Forum für Wissenschaft, Industrie und Wirtschaft

Hauptsponsoren:     3M 
Datenbankrecherche:

 

Lebensmittel sind sicherer geworden

12.09.2000


... mehr zu:
»Lebensmittel
Wissenschaftlicher Pressedienst Chemie 42/00 vom 11. September 2000

Lebensmittel sind sicherer geworden
Lebensmittelchemiker fordern objektive Aufklärung

Der lebensmittelchemischen Analytik bleibt kaum noch etwas verborgen. Vor 30 Jahren war ein Stück Würfelzucker im Dorfteich nur mit Mühe nachweisbar. Heute stehen Verfahren zur Verfügung, diese Mengen im Bodensee aufzuspüren. Berichte über neue Spurenstoffe vermitteln den Eindruck, die Qualität von Lebensmitteln in gesundheitlicher Hinsicht nehme stetig ab. Anlässlich des Deutschen Lebensmittelchemikertages im September in Stuttgart-Hohenheim stellt die Lebensmittelchemische Gesellschaft, größte Fachgruppe in der Gesellschaft Deutscher Chemiker (GDCh), jedoch richtig: Lebensmittel sind insgesamt sicherer geworden.
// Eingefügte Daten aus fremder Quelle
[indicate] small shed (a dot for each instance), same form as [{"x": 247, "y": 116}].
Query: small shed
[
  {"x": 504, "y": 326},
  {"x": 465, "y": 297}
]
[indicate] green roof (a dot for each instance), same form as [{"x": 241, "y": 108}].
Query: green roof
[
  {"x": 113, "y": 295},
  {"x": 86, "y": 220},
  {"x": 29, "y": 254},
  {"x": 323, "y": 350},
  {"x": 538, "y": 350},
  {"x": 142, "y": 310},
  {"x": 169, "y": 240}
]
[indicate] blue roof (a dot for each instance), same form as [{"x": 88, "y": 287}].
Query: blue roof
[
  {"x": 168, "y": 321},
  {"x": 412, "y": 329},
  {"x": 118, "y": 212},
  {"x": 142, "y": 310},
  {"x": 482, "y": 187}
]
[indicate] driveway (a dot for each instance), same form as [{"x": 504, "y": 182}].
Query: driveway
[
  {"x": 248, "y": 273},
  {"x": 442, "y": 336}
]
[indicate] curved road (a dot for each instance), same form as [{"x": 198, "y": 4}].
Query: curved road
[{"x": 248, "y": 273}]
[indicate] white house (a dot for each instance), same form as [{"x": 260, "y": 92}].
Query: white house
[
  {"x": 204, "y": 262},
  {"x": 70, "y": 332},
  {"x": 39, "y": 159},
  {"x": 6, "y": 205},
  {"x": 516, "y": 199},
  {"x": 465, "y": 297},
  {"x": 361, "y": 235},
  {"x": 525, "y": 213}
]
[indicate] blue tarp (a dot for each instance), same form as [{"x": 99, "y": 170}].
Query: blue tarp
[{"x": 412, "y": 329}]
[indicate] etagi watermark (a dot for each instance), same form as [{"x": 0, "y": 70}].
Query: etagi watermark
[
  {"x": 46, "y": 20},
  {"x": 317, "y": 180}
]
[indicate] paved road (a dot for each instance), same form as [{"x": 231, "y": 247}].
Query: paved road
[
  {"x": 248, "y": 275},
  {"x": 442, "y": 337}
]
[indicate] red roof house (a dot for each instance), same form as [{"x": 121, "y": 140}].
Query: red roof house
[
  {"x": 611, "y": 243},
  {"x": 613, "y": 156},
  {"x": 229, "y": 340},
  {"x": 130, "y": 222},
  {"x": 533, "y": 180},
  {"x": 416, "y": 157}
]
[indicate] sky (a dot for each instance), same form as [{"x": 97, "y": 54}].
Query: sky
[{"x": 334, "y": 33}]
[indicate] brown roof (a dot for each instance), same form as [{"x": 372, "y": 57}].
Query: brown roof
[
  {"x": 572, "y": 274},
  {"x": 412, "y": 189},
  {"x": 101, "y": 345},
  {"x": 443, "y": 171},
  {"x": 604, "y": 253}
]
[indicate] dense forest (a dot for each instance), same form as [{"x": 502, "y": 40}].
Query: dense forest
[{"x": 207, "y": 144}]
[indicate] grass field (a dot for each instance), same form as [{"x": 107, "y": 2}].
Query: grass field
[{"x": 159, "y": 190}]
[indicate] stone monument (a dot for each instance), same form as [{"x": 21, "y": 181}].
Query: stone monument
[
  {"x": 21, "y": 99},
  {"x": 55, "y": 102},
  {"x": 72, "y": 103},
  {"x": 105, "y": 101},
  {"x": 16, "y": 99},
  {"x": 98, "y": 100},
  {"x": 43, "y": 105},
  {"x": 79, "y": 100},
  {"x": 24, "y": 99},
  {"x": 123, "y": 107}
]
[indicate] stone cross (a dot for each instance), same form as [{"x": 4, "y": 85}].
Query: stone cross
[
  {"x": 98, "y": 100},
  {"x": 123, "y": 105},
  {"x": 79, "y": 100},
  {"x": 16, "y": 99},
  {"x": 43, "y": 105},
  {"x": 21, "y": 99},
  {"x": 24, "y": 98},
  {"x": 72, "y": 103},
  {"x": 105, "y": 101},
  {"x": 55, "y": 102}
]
Dazu haben die lebensmittelchemische Spurenanalytik, die toxikologische Risikobewertung neu nachgewiesener Stoffe und gesetzliche Maßnahmen beigetragen. Das zeigt eine Reihe erfolgreicher Beispiele.

Schon die alten Ägypter besaßen gute Kenntnisse von den Giftwirkungen zahlreicher Pflanzen, wie Papyrus-Funde belegen. Dieses überkommene Wissen fasste Paracelsus im 16. Jahrhundert in die Erkenntnis: "All Ding sind Gift und nichts ist ohne Gift; allein die Dosis macht, dass ein Ding kein Gift ist" und stellte damit die Dosis-Wirkbeziehung her. Die gesundheitsschädliche Wirkung eines Stoffes hängt damit von seiner aufgenommenen Menge ab.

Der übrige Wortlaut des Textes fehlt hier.